Tag Archives: Smallville

Entanglements

My gaming group recently finished up a short campaign that started in the Smallville RPG and finished in Primetime Adventures. I enjoyed both games a whole lot, though I think PTA was the better fit for us. There are a lot of neat things about Smallville, but the thing that benefited our game the most was the Pathways character creation/relationship map system. I’m sure we still would’ve had fun, but I think the game wouldn’t have been quite so good without that sprawling relationship map.

I wanted to be able to put that kind of nifty stuff into other games, so I ended up writing up this thing called “Entanglements.” It’s essentially a genericized version of Pathways, with a few new elements I thought would be neat, plus some suggestions for using it with specific games. I haven’t actually tried it out yet, but I want to, especially for the next time I’m starting up a campaign of a game like D&D that has minimal built-in support for such things. So, this is a rough draft, and I eventually want to do a finalized version with an extended example and maybe an illustration or two. I might even get into more copious examples and d66 tables eventually, but we’ll see.

Update (2/1/2012): I made some smallish changes to Entanglements based on trying it out for a Wushu game a while back (which was tons of fun, but exposed a few things that needed refinement). I also added some stuff about group setting creation and expanded the section on using Entanglements with specific RPGs.

Download Entanglements (PDF)

Role-Play This! A Certain Scientific Railgun

I haven’t done a “Role-Play This!” thing in forever, but I got inspired all of a sudden.

What Is It?
A Certain Magical Index is a series of light novels that has been adapted into an anime series. It takes place in the Academy City, a cutting edge city of mostly students, constructed to instruct people in the use of special powers. Index presents a dichotomy between the world of science (which includes special powers) and the hidden world of magic, which actually exist in a delicate balance of power.

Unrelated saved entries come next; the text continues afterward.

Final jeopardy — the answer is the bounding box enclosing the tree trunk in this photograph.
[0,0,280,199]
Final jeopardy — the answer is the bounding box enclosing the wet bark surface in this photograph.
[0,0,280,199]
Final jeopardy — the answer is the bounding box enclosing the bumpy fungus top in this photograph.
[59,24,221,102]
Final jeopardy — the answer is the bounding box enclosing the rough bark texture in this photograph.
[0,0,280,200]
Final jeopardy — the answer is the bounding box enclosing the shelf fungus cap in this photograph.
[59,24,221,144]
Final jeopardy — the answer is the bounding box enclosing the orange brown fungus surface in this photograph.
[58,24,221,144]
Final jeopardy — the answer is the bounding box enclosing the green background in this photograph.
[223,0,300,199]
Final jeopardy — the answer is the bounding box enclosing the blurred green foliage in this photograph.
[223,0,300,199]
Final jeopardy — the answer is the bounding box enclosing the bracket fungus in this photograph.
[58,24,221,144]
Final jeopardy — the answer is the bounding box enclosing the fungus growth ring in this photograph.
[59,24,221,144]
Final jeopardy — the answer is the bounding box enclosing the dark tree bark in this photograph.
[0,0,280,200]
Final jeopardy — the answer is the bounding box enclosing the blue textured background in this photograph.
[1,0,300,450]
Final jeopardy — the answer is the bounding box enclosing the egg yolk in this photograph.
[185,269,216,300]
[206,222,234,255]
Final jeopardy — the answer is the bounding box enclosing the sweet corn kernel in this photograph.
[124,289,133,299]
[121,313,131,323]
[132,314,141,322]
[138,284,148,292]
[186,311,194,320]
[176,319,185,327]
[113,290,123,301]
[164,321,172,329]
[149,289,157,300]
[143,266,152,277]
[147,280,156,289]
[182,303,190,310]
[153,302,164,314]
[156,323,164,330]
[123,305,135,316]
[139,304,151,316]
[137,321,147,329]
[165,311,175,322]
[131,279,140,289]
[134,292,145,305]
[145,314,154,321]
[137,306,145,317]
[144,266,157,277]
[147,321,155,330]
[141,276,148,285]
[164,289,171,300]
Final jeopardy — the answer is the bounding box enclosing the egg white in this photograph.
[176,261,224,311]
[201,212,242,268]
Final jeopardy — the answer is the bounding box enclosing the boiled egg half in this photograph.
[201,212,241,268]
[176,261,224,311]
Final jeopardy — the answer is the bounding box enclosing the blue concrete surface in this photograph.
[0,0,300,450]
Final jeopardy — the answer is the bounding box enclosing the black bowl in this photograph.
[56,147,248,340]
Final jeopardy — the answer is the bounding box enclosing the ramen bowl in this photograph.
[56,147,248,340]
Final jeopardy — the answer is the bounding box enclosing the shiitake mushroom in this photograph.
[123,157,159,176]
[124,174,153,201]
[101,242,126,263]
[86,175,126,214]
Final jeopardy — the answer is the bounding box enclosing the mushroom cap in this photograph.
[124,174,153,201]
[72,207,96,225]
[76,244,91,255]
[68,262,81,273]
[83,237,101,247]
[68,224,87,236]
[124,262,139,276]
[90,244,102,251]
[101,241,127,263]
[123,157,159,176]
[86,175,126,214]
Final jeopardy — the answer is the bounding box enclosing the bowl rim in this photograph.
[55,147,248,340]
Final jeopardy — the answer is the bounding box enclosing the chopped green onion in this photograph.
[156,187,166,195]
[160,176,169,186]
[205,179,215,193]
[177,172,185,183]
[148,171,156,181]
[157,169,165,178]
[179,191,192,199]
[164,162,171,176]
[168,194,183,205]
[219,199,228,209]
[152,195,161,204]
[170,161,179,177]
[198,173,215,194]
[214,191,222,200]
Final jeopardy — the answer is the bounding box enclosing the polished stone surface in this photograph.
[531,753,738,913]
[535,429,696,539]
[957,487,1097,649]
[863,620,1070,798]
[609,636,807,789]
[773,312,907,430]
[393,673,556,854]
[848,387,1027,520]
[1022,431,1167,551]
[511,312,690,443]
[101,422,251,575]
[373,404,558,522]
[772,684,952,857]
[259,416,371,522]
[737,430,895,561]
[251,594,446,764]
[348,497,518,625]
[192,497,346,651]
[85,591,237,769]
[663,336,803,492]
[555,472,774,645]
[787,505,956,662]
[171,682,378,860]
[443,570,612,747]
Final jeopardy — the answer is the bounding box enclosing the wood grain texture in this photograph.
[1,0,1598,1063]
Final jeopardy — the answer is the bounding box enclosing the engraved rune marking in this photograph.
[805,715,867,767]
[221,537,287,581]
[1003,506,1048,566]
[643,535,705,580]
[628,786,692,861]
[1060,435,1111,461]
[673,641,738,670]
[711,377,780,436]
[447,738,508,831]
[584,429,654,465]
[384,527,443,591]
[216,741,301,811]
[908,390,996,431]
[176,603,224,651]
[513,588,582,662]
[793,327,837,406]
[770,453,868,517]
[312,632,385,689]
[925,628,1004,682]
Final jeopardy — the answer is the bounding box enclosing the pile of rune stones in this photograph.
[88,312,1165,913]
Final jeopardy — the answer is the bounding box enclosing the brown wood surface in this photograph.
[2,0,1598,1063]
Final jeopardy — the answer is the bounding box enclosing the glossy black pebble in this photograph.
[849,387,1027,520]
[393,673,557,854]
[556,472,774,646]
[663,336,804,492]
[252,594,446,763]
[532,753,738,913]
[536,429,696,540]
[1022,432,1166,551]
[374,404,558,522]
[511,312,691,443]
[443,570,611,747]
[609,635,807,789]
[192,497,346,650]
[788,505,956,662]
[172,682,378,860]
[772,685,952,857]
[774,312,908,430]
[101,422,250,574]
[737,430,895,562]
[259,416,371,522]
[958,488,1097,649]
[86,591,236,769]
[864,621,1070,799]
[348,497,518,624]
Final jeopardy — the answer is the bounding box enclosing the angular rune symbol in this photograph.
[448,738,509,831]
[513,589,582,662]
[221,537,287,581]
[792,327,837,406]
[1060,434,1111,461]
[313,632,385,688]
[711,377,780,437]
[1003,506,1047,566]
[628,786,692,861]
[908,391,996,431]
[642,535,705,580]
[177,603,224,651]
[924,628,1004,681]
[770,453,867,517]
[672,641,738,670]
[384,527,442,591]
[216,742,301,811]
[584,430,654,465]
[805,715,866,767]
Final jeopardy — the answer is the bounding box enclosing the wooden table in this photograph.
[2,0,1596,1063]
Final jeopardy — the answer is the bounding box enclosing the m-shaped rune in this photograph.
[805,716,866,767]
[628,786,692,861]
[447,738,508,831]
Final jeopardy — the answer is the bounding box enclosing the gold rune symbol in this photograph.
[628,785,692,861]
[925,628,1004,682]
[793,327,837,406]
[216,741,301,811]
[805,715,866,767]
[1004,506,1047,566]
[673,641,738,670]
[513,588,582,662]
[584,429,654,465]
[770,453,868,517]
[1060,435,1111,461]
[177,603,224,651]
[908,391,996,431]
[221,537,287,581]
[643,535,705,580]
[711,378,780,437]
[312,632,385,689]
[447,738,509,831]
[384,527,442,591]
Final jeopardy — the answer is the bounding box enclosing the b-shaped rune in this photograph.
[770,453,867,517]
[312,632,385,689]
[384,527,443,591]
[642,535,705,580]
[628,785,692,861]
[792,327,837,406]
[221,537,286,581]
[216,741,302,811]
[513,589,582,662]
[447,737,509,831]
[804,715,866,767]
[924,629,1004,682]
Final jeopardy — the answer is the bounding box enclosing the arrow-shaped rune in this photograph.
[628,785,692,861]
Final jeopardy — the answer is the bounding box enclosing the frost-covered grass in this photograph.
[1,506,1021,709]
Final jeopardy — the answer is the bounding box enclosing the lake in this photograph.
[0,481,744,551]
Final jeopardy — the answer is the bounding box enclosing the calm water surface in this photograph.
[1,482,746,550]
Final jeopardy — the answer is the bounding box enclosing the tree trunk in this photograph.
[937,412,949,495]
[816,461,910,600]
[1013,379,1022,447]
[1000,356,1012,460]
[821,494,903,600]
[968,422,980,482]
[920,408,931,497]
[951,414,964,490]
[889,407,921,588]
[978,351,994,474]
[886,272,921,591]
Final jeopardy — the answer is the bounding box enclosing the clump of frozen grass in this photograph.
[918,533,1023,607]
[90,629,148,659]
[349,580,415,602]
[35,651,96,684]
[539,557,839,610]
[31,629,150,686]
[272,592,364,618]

One of the most popular characters from Index is Misaka Mikoto, a Level 5 power-user (which is as high as the power scale goes) with an exceptional talent for generating and manipulating electricity. She can do a tremendous variety of things with her power, but her signature move is to create magnetic fields to propel a coin at supersonic speeds, hence her being nicknamed “the Railgun.” A Certain Scientific Railgun is a spinoff series that stars Mikoto and delves deeper into the lives of Academy City students.

Why’s It Awesome?
Railgun is unusual among anime in that it both develops an interesting setting and tells a good story. It takes place in a near-future setting that presents “super powers” as a phenomenon that science (mostly) understands, and uses that in lots of interesting ways, both in terms of cool sci-fi stuff and how it affects the characters. The Academy City has both the Anti-Skills (a paramilitary force for dealing with dangerous power-users) and Judgment (a group of students that assist with law enforcement as well as everyday problems), not to mention plenty of people who resent the prestige that high-level power-users seemingly have handed to them on a silver platter. There are also hidden conspiracies, strange technologies that affect power-users, and memorably insane villains.

In Railgun especially this is all conveyed with a bunch of fun, likable characters. Mikoto is joined by her roommate/stalker Kuroko, who also has a scarily effective teleportation power, and Ruiko and Kazari, who remind us that not everyone in Academy City has spectacular special powers, however much they might wish for them.

Gaming It
The setting of the Academy City seems all but made for role-playing. It has a population of 2.3 million, of which 80% are students hoping to develop their special powers, so it’s not the slightest bit implausible to introduce new characters with their own powers.

My #1 pick for an existing RPG to use would be Smallville. With its relationship mechanics and orientation towards melodrama, it needs little or no changes to work for the Index/Railgun setting. It even allows for powered and non-powered PCs to exist side-by-side, so characters like Ruiko (who has no powers at all) and Kazari (whose power is inconsequential) are easy to put alongside Mikoto and Kuroko. About the only things I would change would be more flavor, specifically that while characters might have more than one power in game terms, for the purposes of the story they should have only one (“Dual Skills” are only a hypothetical thing in the setting) and that characters without powers in game terms can have a small, mostly useless power for flavor if they really want (again, like Kazari).

For a more traditional approach, most any superheroes RPG worth its salt should be able to represent the kinds of powers seen in Railgun just fine. (And frankly I’m kind of surprised that the anime characters page of Surbrook’s Stuff doesn’t have any Hero System writeups for Index/Railgun characters.) Hero System, Mutants & Masterminds, Truth & Justice, and so on should work without too much effort.